The OSC issued a decision granting the firm relief from prospectus and trade reporting requirements for two years, allowing it to trade crypto contracts with investors and operate a crypto-trading platform.
The relief was granted to allow the firm to operate while simultaneously seeking registration as an investment dealer. Coinberry wants to join the Investment Industry Regulatory Organization of Canada (IIROC).
The decision comes as part of the Canadian Securities Administrators’ (CSA) approach to regulating the fledgling crypto space, which includes granting temporary relief designed to “foster innovation and respond to novel circumstances,” while also allowing firms to operate under requirements tailored to their specific circumstances.

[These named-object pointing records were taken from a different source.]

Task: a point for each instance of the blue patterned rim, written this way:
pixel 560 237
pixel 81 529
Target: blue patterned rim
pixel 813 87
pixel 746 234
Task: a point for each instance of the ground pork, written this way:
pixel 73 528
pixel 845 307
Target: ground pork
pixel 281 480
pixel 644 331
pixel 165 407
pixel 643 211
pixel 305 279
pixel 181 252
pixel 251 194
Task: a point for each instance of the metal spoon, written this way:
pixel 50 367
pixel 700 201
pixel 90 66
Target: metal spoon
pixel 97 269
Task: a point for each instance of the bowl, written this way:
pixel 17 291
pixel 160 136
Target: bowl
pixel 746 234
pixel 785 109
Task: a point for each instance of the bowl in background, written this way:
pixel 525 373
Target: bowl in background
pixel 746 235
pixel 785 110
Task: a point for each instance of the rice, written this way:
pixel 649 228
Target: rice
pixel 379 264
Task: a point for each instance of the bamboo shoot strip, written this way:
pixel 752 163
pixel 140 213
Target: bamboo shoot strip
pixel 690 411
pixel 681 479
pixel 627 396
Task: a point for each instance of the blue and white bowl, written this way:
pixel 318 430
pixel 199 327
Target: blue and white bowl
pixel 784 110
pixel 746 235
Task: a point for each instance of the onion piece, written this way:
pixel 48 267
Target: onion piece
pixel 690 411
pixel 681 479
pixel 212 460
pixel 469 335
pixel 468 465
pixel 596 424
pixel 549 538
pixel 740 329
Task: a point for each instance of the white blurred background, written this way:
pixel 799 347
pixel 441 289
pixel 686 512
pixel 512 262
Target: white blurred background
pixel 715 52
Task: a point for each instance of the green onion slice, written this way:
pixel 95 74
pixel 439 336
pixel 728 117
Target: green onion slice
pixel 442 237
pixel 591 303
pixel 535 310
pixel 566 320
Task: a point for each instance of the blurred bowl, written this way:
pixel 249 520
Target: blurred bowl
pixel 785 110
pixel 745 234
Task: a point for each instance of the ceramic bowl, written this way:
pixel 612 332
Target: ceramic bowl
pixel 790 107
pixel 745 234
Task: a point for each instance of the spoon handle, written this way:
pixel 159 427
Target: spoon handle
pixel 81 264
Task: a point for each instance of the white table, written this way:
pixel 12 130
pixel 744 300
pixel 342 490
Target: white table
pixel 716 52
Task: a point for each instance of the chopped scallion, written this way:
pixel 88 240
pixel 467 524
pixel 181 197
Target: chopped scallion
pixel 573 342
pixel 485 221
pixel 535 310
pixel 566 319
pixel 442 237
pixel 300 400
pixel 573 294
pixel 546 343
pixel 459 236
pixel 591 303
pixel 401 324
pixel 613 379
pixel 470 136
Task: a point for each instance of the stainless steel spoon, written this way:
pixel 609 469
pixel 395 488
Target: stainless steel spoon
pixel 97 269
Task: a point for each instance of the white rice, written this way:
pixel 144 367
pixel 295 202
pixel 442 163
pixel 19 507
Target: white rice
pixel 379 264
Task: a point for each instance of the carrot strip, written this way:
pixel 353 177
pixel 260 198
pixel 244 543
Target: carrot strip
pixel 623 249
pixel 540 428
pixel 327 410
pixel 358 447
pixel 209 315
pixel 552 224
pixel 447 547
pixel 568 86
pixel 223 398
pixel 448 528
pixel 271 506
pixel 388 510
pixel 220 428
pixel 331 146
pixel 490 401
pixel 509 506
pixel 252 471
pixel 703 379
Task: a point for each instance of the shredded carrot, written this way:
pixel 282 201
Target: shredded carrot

“The overall goal of the regulatory framework is to ensure there is a balance between the need to be flexible and facilitate innovation in the Canadian capital markets, while upholding the regulatory mandate of promoting investor protection and fair and efficient capital markets,” the OSC decision noted.
Under the relief granted to Coinberry — which is specific to the firm and doesn’t create a precedent for other crypto firms — the OSC imposed a variety of conditions on the firm, including investment limits for certain clients, disclosure requirements and certain reporting conditions.
According to the decision, the firm’s clients are segmented into “accredited” crypto investors, “eligible” crypto investors and others.
While there are no limits for certain cryptos (Bitcoin, Bitcoin cash, Ether and Litecoin), the decision sets limits for other kinds of crypto such as Dogecoin; and the regulator’s decision explicitly prohibits trading in Tether.
For all other cryptocurrencies, the firm’s clients that don’t qualify as either “accredited” or “eligible” are limited to buying $30,000-worth.
“Eligible” crypto investors at the firm are limited to acquiring $100,000-worth of non-specified crypto. These investors are defined in the decision as having $400,000 in assets, an income of $75,000 (and $125,000 with a spouse).
There are no investment limits on so-called “accredited” crypto investors, defined as clients with $1 million in financial assets (including crypto), annual pre-tax net income of $200,000 (and $300,000 with a spouse), or $5 million in total assets.
In addition to the investment limits, Coinberry will be required to provide clients with risk statements and educational materials on crypto assets. The firm will also have to assess the suitability of trades and monitor clients’ trading activity for signs of ill-informed trading.
The firm can’t charge commissions on client trading; instead, it can generate revenues on the spread between the prices that it gets for assets from liquidity providers and the prices at which it transacts with its clients.
Separately, the OSC also continues to bring enforcement action against crypto-platforms that aren’t heeding its warning earlier this year to start seeking registration.